Cristea and Pilat, The Ottoman Threat and Crusading on the Eastern Border of Christendom during the 15th Century
Annotation author: Chiriluş, Oana-Andreea
Book author: Cristea, Ovidiu and Pilat, Liviu

Ovidiu Cristea, Liviu Pilat, The Ottoman Threat and Crusading on the Eastern Border of Christendom during the 15th Century (East Central and Eastern Europe in the Middle Ages, 450-1450 48), Leiden 2018

The vast majority of the secondary literature on the later crusades is dominated by a Western perspective, while the actors from the eastern part of the continent are discussed in terms of alliances with the Western powers and their role as antemurale christianitatis. The Romanian scholars Liviu Pilat and Ovidiu Cristea set out to fix this deficiency by conducting an exhaustive diplomatic and political narrative focused on the lower Danube and Black Sea areas. Their new angle of investigation is what makes The Ottoman Threat and Crusading on the Eastern Border of Christendom during the 15th Century a fresh volume that makes the reader realise that the areas under consideration were also a theatre of crusading.

This volume is part of the series East Central and Eastern Europe in the Middle Ages, edited by Florin Curta, a Romanian-born American medievalist, professor of Medieval History and Archaeology at the University of Florida, and Dušan Zupka, a Slovakian assistant professor at the Department of General History at the Comenius University in Bratislava. The aim of this collection is to popularize the history of Central and Eastern Europe. The authors of this book are Liviu Pilat, a professor of Medieval History at “Alexandru Ioan Cuza” University of Iași who published various works on Stephan the Great of Moldavia, and Ovidiu Cristea, a senior researcher at the Institute of History “Nicolae Iorga”, who is well known for his contribution to the study of the presence of Venetians in the Black Sea basin.

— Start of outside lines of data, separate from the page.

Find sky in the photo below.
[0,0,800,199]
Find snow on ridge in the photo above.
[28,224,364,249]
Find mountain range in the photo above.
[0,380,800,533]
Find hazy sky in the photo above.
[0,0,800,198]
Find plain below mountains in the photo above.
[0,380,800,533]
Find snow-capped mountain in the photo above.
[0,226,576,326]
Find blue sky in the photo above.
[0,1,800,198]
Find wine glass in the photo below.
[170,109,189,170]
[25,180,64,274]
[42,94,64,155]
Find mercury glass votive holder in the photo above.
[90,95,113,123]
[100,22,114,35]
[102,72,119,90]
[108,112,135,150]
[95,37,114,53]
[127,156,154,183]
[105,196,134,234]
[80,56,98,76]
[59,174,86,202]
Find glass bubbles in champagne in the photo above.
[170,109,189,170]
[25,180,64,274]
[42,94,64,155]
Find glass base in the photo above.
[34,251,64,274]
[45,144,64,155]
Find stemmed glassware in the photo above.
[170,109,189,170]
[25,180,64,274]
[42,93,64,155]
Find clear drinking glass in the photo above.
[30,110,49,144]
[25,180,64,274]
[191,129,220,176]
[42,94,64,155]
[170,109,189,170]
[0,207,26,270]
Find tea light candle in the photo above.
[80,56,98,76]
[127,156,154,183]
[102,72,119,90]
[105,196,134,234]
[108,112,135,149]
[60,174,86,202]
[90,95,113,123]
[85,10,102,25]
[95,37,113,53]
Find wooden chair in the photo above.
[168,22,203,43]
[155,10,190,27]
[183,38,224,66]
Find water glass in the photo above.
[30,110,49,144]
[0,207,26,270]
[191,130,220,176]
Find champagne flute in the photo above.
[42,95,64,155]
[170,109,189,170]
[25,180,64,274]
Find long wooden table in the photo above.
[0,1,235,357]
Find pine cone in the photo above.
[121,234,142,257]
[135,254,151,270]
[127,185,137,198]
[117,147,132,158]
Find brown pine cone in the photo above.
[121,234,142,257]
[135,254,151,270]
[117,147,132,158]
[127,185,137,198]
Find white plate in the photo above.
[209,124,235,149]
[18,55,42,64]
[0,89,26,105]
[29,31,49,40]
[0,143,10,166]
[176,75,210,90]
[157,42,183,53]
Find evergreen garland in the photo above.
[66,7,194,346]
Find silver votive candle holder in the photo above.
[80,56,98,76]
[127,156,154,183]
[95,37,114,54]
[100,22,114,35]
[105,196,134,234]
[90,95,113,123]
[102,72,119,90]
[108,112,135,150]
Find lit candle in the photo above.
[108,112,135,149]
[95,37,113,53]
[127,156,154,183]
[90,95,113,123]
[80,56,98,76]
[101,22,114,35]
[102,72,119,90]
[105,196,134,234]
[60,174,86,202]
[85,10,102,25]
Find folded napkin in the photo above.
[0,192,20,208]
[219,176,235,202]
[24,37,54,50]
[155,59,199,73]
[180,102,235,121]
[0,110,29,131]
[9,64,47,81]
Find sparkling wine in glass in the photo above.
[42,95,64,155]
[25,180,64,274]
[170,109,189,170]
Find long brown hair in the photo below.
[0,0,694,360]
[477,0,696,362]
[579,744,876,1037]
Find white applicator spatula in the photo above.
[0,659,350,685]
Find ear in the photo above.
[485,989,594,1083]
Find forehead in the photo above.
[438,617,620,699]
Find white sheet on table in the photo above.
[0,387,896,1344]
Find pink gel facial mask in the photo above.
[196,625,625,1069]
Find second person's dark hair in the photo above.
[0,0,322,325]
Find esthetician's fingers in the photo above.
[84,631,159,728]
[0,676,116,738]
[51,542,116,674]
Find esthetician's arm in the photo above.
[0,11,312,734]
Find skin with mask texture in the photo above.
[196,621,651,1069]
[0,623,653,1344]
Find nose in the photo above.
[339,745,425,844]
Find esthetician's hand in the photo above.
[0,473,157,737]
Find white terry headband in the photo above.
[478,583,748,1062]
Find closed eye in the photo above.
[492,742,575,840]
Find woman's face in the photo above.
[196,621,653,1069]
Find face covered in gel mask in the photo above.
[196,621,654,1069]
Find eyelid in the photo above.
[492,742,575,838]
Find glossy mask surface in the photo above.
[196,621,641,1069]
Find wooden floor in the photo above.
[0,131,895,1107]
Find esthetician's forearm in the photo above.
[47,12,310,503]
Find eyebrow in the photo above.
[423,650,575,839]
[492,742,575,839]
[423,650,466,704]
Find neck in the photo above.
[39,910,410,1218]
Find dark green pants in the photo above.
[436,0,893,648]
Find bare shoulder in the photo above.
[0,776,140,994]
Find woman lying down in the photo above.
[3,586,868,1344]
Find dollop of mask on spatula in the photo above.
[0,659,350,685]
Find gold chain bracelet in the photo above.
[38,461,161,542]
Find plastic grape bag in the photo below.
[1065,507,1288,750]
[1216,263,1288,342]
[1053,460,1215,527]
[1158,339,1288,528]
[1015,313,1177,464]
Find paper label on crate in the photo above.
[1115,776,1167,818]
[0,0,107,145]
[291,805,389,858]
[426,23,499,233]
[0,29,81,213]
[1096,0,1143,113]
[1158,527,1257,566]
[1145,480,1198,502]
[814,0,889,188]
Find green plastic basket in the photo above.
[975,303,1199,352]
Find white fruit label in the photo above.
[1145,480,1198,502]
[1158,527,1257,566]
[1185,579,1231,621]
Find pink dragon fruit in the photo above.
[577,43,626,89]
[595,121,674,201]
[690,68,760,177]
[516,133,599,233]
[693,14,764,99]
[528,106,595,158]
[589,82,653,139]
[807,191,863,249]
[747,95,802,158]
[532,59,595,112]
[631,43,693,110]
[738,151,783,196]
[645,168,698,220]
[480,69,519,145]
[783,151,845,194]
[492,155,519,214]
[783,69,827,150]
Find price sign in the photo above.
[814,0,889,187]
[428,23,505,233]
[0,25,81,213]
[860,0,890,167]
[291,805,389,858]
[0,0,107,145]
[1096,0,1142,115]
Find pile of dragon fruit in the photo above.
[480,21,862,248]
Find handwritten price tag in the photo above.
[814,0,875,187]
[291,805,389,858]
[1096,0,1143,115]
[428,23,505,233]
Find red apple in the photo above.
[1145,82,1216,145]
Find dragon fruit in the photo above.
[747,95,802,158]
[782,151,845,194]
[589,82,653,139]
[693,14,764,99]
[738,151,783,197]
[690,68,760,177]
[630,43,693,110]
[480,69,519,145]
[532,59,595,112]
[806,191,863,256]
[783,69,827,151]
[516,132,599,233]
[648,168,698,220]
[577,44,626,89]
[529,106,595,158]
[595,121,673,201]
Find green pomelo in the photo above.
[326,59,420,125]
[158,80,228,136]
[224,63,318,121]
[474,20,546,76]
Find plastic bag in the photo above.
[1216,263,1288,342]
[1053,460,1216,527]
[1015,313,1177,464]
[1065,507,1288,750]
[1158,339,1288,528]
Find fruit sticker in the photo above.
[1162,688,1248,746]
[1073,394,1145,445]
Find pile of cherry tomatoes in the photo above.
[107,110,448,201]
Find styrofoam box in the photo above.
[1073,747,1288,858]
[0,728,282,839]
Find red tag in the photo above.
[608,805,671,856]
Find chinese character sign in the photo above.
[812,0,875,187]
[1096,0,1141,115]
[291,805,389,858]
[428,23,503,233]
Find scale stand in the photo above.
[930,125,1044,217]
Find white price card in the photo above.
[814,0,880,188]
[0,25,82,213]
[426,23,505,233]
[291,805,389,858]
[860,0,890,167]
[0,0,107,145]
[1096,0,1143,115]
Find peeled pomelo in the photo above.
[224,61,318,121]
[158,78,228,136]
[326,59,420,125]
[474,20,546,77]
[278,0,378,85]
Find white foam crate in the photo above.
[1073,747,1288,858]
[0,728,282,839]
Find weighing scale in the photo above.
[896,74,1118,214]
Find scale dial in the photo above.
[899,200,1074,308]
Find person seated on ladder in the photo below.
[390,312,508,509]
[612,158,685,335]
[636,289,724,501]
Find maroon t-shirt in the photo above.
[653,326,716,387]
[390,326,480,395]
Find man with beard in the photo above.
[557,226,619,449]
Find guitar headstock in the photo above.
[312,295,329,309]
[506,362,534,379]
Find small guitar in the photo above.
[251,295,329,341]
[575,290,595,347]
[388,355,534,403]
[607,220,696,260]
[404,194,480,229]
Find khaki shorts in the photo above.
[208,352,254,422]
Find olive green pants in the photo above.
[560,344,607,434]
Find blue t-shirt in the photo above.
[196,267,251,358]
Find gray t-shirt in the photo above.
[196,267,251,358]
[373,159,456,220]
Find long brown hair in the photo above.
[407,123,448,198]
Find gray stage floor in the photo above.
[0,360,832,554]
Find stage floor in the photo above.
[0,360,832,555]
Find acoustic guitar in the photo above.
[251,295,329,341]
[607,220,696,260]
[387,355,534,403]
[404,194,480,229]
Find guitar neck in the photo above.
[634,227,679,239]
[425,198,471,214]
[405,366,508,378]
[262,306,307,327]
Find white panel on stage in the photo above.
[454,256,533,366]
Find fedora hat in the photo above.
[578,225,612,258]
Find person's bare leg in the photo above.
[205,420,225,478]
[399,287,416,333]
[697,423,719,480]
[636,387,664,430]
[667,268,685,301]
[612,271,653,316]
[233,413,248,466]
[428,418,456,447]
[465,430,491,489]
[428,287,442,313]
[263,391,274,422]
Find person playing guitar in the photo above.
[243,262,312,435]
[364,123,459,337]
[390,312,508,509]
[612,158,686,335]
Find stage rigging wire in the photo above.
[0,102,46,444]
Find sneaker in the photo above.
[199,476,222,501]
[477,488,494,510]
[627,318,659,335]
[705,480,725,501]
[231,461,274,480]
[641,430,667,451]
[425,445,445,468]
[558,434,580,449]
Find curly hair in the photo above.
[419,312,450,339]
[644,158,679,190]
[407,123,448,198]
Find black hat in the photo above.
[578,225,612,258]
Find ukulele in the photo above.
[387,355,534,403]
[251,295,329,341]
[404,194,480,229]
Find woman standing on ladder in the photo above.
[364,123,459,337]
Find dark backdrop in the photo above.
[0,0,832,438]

The approach to the topic is chronological, starting from 1204 with the Forth Crusade and ending with the general peace between the Sultan and Christendom concluded at Buda in 1503. The first two chapters of the volume discuss the collision between the political and economic interests of Hungary, Poland, Venice, Genoa and the Porte in the North-Western Pontic area. Presenting the political realities with all their religious and economic implications in the region in detail, the authors explain how it was possible for the Ottomans to advance into Europe and take control over the trade in the Black Sea.

The following two chapters are centred on the Union of Florence and its implications on a political level, as well as 15th century crusading policies. One of the main arguments is that in order for the plans of the anti-Ottoman crusade to be viable it was absolutely necessary that the kingdoms of Poland and Hungary be in good relations.

The consolidation of Ottoman power in the Black Sea and the Porte’s control over the strategic strongholds of Kilia and Akkerman make the subject of the last couple of chapters. The Ottoman Empire’s control of the two cities causes the pressure on the neighbouring states to increase. In this context, the Pope’s call for a crusade became interesting for local rulers who saw the opportunity to use these enterprises to achieve their own political agenda. Pilat and Cristea emphasize that the pragmatism of the local rulers and the crusading ideology came into conflict. The Orthodox states viewed the crusades as a form of Christian solidarity and a way for them to obtain support from the Pope and the Western states, both financially and military. The obvious different understanding of the idea of crusade by the Catholic West and the Orthodox East contributed to the consolidation of Ottoman power in the Pontic area.

Processing an impressive volume of bibliography in several languages (Romanian, Hungarian, Polish, French, English, Italian), the authors stand out by overcoming the biased or even contradictory interpretations of the subject of the later crusades in the national historiography of Central-Eastern Europe. However, the greatest merit of this work may also be its flaw. The huge amount of information gathered in the pages of the volume makes it difficult to read. Also, at times, the faulty translation makes the style, already quite arid, even harder to digest. Nevertheless, the authors have the great merit to highlight lesser-known aspects of the crusades in Eastern Europe and the complex relationship between the crusade as a common ideal and a form of Christian solidarity, and the diverse and often divergent interests of the states in the area.